Gambling Disorders – How to Recognise a Gambling Problem


Gambling involves betting or staking something of value, with consciousness of risk and hope of gain, on an uncertain outcome of a game or contest. It is a popular pastime, but can also lead to serious problems for some people.

People gamble for many reasons, from the excitement of winning to socialising with friends or escaping worries or stress. But if you find yourself gambling more than you can afford, spending more money than you have or feeling anxious about gambling, you may have a problem. There are a number of things you can do to help, including seeking treatment and joining support groups.
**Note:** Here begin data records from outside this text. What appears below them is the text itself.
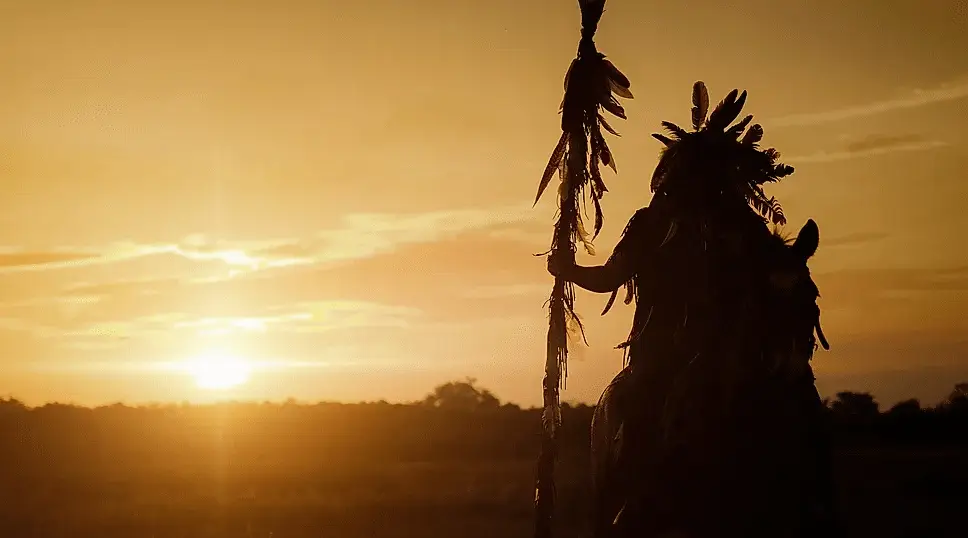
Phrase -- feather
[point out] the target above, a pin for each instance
(720, 117)
(599, 216)
(700, 104)
(611, 301)
(553, 164)
(823, 339)
(619, 90)
(753, 136)
(611, 158)
(616, 75)
(738, 129)
(612, 106)
(674, 129)
(606, 126)
(571, 67)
A common cause of gambling problems is financial crisis. If you are in debt, speak to StepChange for free, confidential advice. There is a strong link between mental health and harmful gambling, with people who are depressed or having suicidal thoughts more likely to gamble. If you are having suicidal thoughts, call 999 or visit A&E immediately.

While there are no medications to treat pathological gambling, psychotherapy can be helpful. This type of therapy is a series of sessions with a trained, licensed mental health professional that can help you identify unhealthy emotions and behaviors and learn healthier ways to cope. It can include family and group therapy, as well as psychodynamic therapy, which looks at how unconscious processes influence your behavior.

The American Psychiatric Association defines a gambling disorder as “a persistent and recurrent pattern of problematic gambling behavior that is characterized by:” (1) compulsive preoccupation with gambling, (2) a desire to win more money, (3) lying or hiding information about the extent of your gambling activities, (4) committing illegal acts such as forgery, embezzlement, theft, or fraud to finance gambling, (5) jeopardizing a job, education, or relationship because of gambling, (6) continuing to gamble even when it causes significant distress or impairment, and (7) relying on others to fund your gambling activities or to cover losses (DSM-5, 2014).

People who have a gambling addiction can often be misdiagnosed or under-treated. Until recently, the psychiatric community viewed pathological gambling as more of a compulsion than an addiction. However, in a move that was widely viewed as a landmark decision, the APA moved pathological gambling into the addictions chapter of its Diagnostic and Statistical Manual of Mental Disorders (DSM-5, 2014).